Within a few hours, on the sunny morning of March 24, came Operation Varsity, the subsidiary assault of the historic Rhine crossing, and much-needed reinforcements for the Allied troops on the eastern bank. Standing on a hilltop behind Xanten with Field Marshal Alan Brooke, Prime Minister Churchill shouted excitedly, “They’re here!” With a great roar overhead appeared 4,000 transport planes, tugs, and gliders of Maj. Gen. Matthew B. Ridgway’s XVIII Airborne Corps. In the next 10 minutes, more than 8,000 paratroopers of the British 6th and U.S. 17th Airborne Divisions were dropped.
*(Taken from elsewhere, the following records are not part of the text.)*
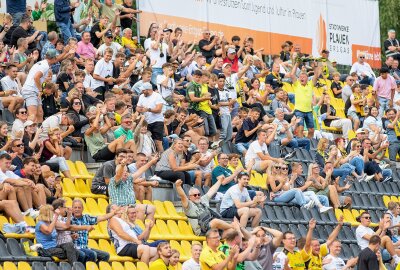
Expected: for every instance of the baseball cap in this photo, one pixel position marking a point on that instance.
(226, 64)
(50, 54)
(231, 50)
(146, 86)
(28, 123)
(108, 34)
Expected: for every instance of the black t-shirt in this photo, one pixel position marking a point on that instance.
(61, 79)
(323, 110)
(205, 53)
(20, 32)
(175, 124)
(93, 38)
(273, 81)
(126, 22)
(367, 259)
(338, 86)
(247, 125)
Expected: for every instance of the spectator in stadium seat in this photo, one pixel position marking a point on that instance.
(196, 205)
(285, 132)
(335, 261)
(363, 70)
(223, 173)
(391, 127)
(32, 87)
(81, 242)
(371, 257)
(143, 190)
(257, 155)
(211, 257)
(172, 166)
(332, 120)
(125, 239)
(385, 87)
(289, 256)
(151, 104)
(130, 217)
(194, 262)
(236, 202)
(46, 235)
(364, 234)
(121, 186)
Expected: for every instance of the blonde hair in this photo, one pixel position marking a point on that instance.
(321, 143)
(46, 213)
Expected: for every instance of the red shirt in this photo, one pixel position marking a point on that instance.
(234, 62)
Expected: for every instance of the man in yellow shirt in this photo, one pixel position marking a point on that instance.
(304, 99)
(212, 258)
(164, 252)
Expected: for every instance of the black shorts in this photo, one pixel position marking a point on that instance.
(129, 250)
(157, 130)
(104, 154)
(230, 212)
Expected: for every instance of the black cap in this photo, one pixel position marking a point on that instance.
(383, 70)
(108, 34)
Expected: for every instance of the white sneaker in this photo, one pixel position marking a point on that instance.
(34, 213)
(368, 178)
(324, 209)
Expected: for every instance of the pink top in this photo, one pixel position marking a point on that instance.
(383, 87)
(86, 50)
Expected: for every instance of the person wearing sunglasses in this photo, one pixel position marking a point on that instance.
(363, 70)
(364, 233)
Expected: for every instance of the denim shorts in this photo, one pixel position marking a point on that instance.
(307, 118)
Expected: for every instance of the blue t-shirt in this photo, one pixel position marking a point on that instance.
(47, 240)
(225, 172)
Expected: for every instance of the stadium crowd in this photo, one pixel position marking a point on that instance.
(204, 114)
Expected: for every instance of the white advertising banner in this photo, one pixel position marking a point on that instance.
(343, 27)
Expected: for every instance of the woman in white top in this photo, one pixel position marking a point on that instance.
(332, 260)
(125, 239)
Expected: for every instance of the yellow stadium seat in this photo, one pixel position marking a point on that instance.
(129, 266)
(24, 266)
(91, 266)
(107, 247)
(102, 203)
(186, 229)
(9, 266)
(82, 170)
(69, 189)
(171, 211)
(118, 266)
(141, 266)
(93, 208)
(161, 213)
(386, 200)
(104, 266)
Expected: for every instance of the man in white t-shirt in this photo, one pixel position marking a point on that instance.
(194, 262)
(258, 153)
(33, 85)
(236, 202)
(11, 94)
(335, 262)
(103, 74)
(108, 43)
(151, 103)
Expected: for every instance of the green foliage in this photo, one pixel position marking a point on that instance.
(389, 11)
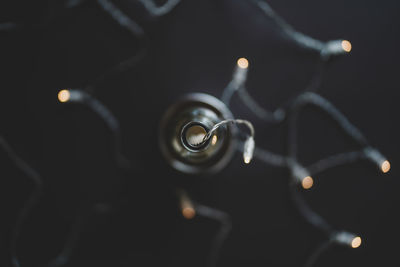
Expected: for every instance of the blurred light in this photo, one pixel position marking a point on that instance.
(243, 63)
(64, 95)
(214, 140)
(307, 182)
(385, 167)
(248, 150)
(188, 212)
(195, 135)
(346, 45)
(356, 242)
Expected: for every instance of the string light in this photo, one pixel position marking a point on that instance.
(307, 182)
(249, 144)
(346, 45)
(347, 239)
(239, 78)
(63, 95)
(356, 242)
(385, 167)
(214, 140)
(243, 63)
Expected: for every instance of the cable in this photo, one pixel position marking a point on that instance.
(158, 11)
(31, 201)
(249, 144)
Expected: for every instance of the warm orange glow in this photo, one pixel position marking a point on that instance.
(243, 63)
(356, 242)
(64, 95)
(188, 213)
(307, 182)
(214, 140)
(346, 45)
(195, 135)
(385, 167)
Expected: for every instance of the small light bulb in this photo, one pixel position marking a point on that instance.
(248, 150)
(188, 213)
(243, 63)
(64, 95)
(214, 140)
(346, 46)
(307, 182)
(356, 242)
(385, 167)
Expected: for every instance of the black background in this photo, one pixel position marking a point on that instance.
(133, 218)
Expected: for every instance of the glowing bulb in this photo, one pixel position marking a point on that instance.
(214, 140)
(248, 150)
(346, 46)
(243, 63)
(195, 135)
(356, 242)
(307, 182)
(188, 213)
(64, 95)
(385, 167)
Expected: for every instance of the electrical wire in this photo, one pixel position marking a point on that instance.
(158, 11)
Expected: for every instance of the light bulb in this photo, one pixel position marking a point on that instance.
(64, 95)
(346, 46)
(188, 213)
(376, 157)
(243, 63)
(347, 239)
(248, 150)
(307, 182)
(356, 242)
(214, 140)
(385, 166)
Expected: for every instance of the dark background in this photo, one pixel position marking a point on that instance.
(132, 219)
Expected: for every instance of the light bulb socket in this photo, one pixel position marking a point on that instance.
(203, 110)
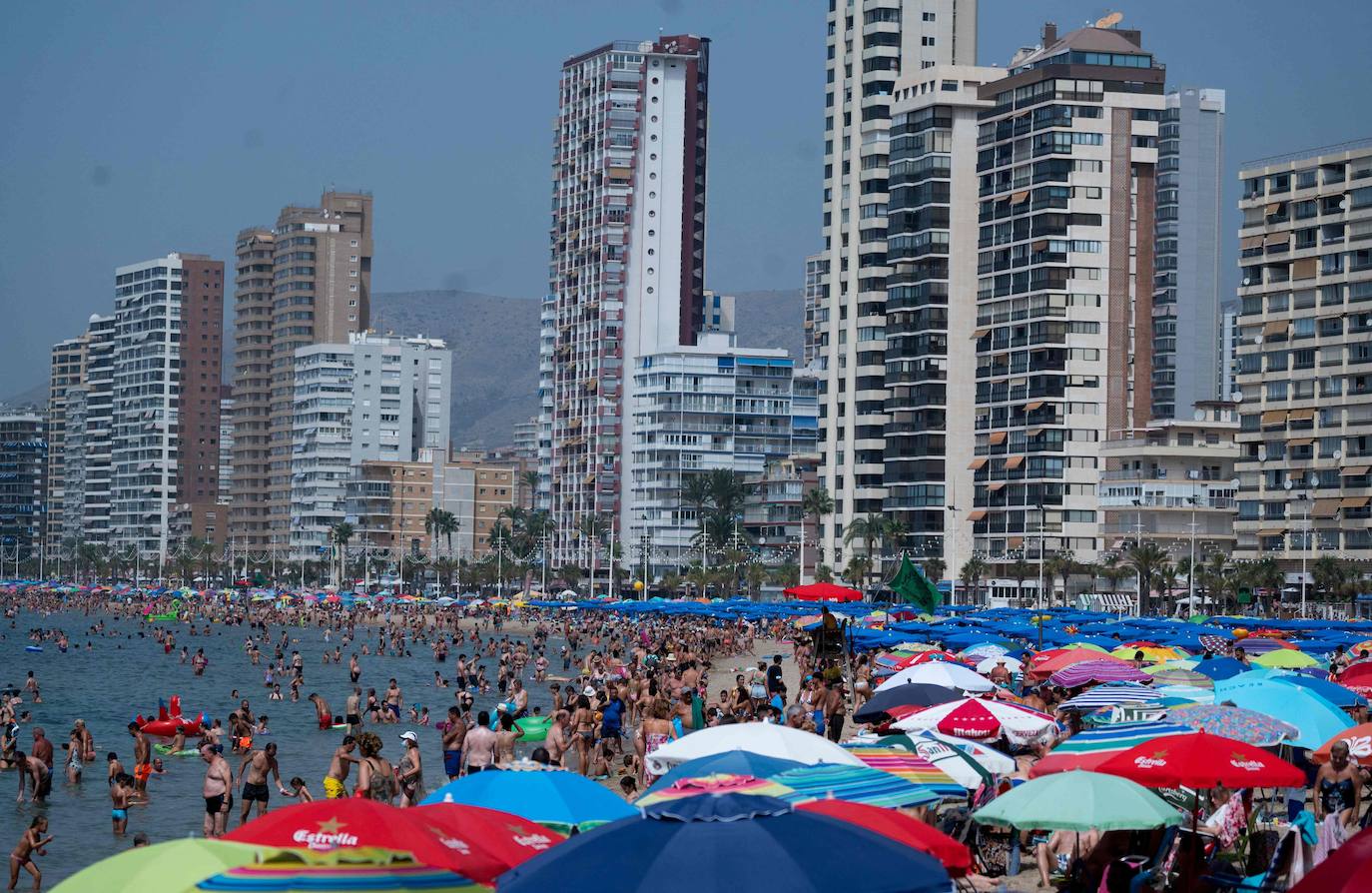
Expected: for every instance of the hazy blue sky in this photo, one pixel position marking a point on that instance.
(131, 129)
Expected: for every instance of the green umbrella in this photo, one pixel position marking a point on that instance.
(171, 867)
(1097, 801)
Meanwhile, working tirelessly and under fire, Monty’s Royal Engineers hastily laid several Bailey and pontoon bridges across the northern Rhine for the continuing Allied buildup. A total of 155 sappers were killed or wounded, and General Horrocks said, “I have always felt that the Rhine crossing was probably the sappers’ finest hour of the whole war.”
British, American, and Canadian troops and equipment were soon flowing steadily over the Rhine, and by the end of March 1945, men of General Jean Lattre de Tassigny’s French First Army had crossed the river. Every Allied army now had troops on the eastern bank, and the end of the war in Europe was only a month away.